After Pride and Prejudice, Emma is probably Austen’s best-known work.  Austen called Emma a heroine "whom no one but myself will much like" and I found myself coming down on the side of not much liking the main character although I certainly enjoyed the book.  Twenty-one year old Emma Woodhouse, “handsome, clever and rich,” lives a life of comfort and ease as the younger daughter of a difficult widowed father.  She has a “happy disposition” but is oblivious to her own faults, is socially snobbish, and what a modern-day reader would call a control freak.  Her father, Mr. Woodhouse, also a controlling personality, suffers from anxiety and hypochondria, seeing danger at all turns – as a result, he rarely leaves the house, dislikes change of any kind, and hopes to keep anyone he loves safely by his side indoors.  In this he has been frustrated.  Not long back, his elder daughter married John Knightly and set up housekeeping with him and her growing family about a mile away.  Most recently, the girls’ beloved governess and companion, Miss Taylor, or “poor Miss Taylor” as Mr. Woodhouse always refers to her after her departure, has similarly found happiness outside the family hearth when she marries a local widower and moves into her own nearby establishment.  All this distresses Mr.

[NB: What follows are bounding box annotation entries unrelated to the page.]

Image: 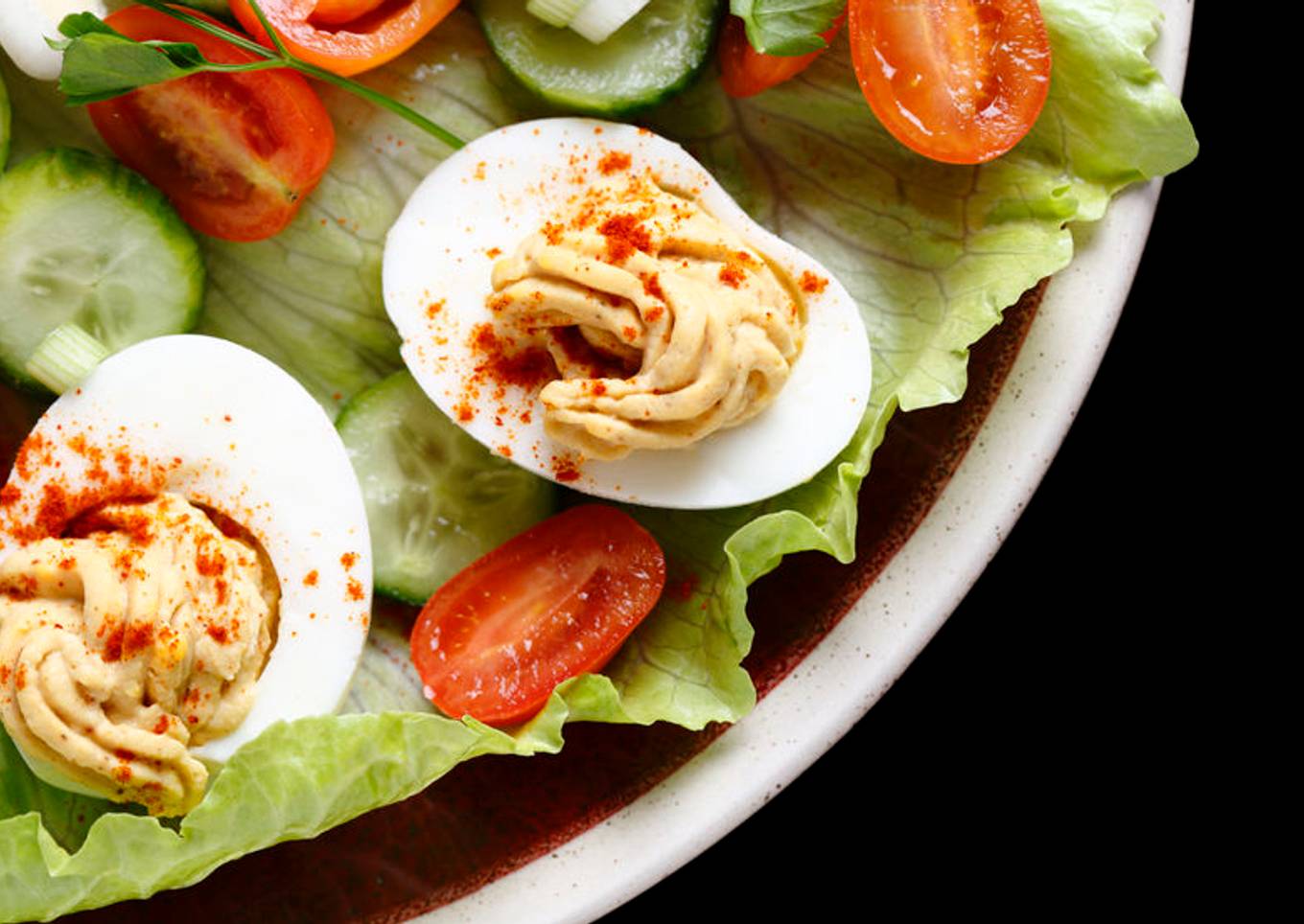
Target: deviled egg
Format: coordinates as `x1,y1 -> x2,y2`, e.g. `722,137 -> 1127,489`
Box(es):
384,119 -> 871,508
0,335 -> 372,815
0,0 -> 109,81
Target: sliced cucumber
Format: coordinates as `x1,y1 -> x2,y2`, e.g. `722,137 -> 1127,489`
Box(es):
0,148 -> 203,388
337,372 -> 555,605
476,0 -> 722,116
0,69 -> 11,173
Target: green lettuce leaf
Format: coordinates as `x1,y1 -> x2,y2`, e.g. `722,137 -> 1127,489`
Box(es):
0,0 -> 1196,920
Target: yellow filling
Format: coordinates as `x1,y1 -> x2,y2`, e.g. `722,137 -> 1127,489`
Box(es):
0,494 -> 279,816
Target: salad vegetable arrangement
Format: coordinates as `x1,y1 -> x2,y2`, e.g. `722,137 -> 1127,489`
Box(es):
0,0 -> 1196,920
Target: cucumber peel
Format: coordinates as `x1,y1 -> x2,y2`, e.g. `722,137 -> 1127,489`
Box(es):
0,69 -> 13,172
475,0 -> 721,117
337,372 -> 557,606
0,148 -> 205,390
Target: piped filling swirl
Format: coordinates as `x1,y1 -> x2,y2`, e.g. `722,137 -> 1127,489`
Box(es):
0,494 -> 279,816
489,174 -> 805,459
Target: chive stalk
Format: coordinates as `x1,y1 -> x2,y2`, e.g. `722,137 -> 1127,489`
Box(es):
28,325 -> 109,395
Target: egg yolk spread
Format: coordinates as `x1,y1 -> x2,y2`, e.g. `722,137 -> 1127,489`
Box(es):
489,169 -> 804,459
0,494 -> 279,816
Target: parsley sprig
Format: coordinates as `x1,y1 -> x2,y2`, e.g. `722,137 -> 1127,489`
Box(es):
50,0 -> 466,149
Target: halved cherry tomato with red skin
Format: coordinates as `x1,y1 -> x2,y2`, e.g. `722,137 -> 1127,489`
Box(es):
849,0 -> 1051,164
720,13 -> 847,99
312,0 -> 384,26
87,7 -> 336,242
231,0 -> 457,77
412,504 -> 665,726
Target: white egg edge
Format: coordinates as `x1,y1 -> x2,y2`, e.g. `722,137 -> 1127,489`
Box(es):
0,335 -> 372,766
384,117 -> 873,510
0,0 -> 108,81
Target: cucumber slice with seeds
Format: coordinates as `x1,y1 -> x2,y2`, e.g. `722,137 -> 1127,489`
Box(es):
475,0 -> 722,116
337,372 -> 557,606
0,148 -> 203,388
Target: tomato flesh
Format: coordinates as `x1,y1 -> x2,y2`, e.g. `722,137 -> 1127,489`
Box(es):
87,7 -> 336,242
412,504 -> 665,726
231,0 -> 457,77
720,13 -> 847,99
312,0 -> 384,26
850,0 -> 1051,164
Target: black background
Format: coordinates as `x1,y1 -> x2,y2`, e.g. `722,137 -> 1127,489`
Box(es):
606,9 -> 1204,924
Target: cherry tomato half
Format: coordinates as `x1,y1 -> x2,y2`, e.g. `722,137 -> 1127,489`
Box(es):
850,0 -> 1051,164
412,504 -> 665,726
231,0 -> 457,77
720,13 -> 847,98
88,7 -> 336,242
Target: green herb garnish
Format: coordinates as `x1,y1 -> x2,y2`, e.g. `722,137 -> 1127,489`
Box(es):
50,0 -> 466,149
729,0 -> 847,58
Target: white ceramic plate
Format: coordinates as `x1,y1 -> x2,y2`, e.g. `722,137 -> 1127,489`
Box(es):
420,0 -> 1193,924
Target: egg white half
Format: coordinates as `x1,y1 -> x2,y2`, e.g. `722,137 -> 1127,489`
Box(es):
0,335 -> 372,764
384,119 -> 871,510
0,0 -> 107,81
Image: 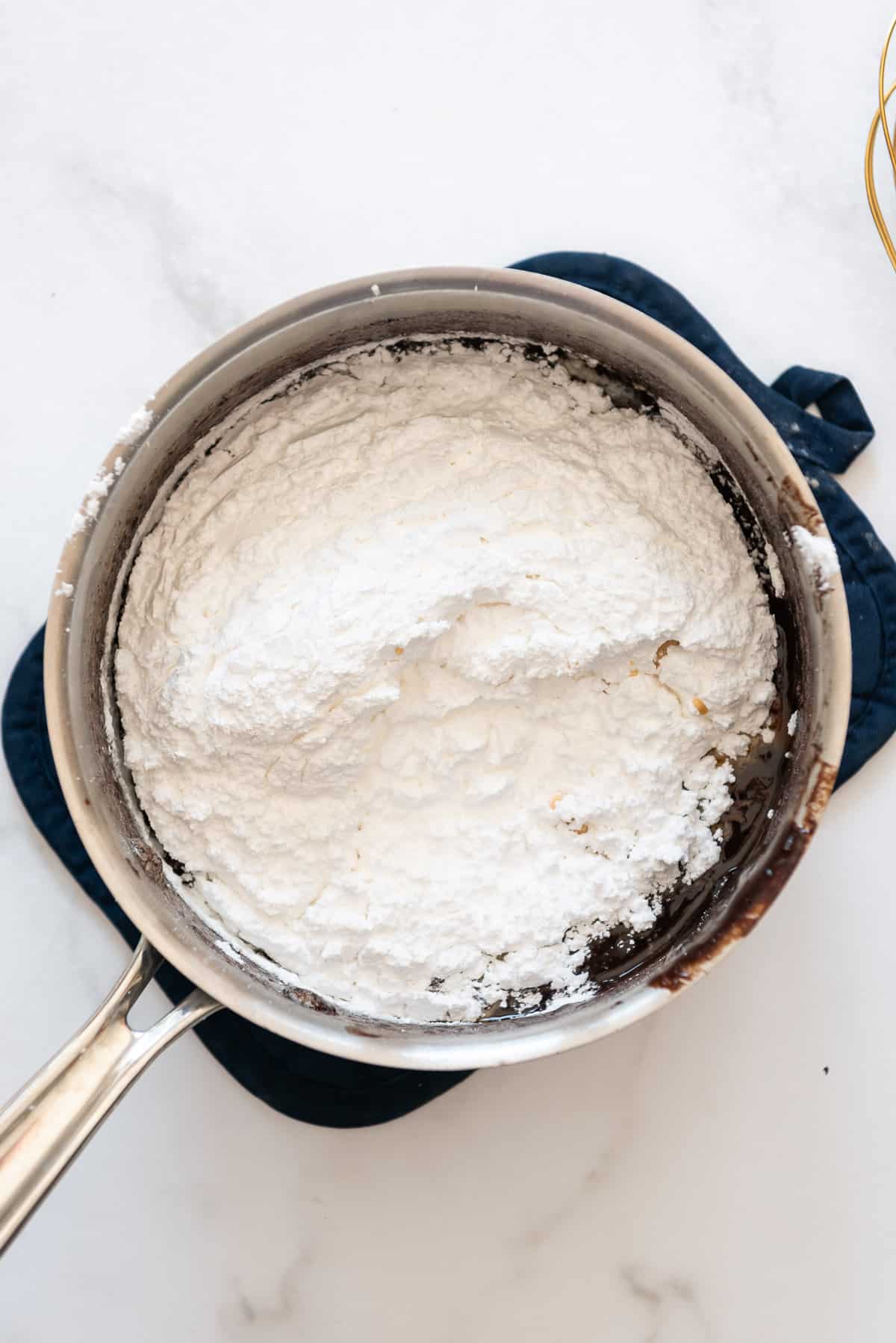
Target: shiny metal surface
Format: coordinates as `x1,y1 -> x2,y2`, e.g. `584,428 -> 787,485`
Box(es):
0,940 -> 219,1249
0,269 -> 850,1251
44,270 -> 850,1067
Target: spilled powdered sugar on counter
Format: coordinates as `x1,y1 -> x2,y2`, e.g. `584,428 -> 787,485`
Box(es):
116,341 -> 777,1020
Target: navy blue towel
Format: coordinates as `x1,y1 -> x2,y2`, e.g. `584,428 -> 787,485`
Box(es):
3,252 -> 896,1128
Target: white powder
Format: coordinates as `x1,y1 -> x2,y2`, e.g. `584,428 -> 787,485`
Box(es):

Woodhouse terribly.  With only her father left at home, someone as lively as Emma is sure to find her circumscribed existence boring, so she sets about arranging the lives of others.  Her many forays into match-making drive to plot as marriage is about the only game available to her and those around her.  Her blindness to others leads to one misunderstanding after another and many lives are affected by her meddling.  With some luck, a growing sense of her own limitations, and the help of her sister’s husband’s brother, George Knightly,  in the end all find a happy ending.  Marriage all around!  Although I thought I had long ago read the novel, I must only have seen modern-day film adaptations.  Having a “new” witty Jane Austen to read was a treat.   453 pp.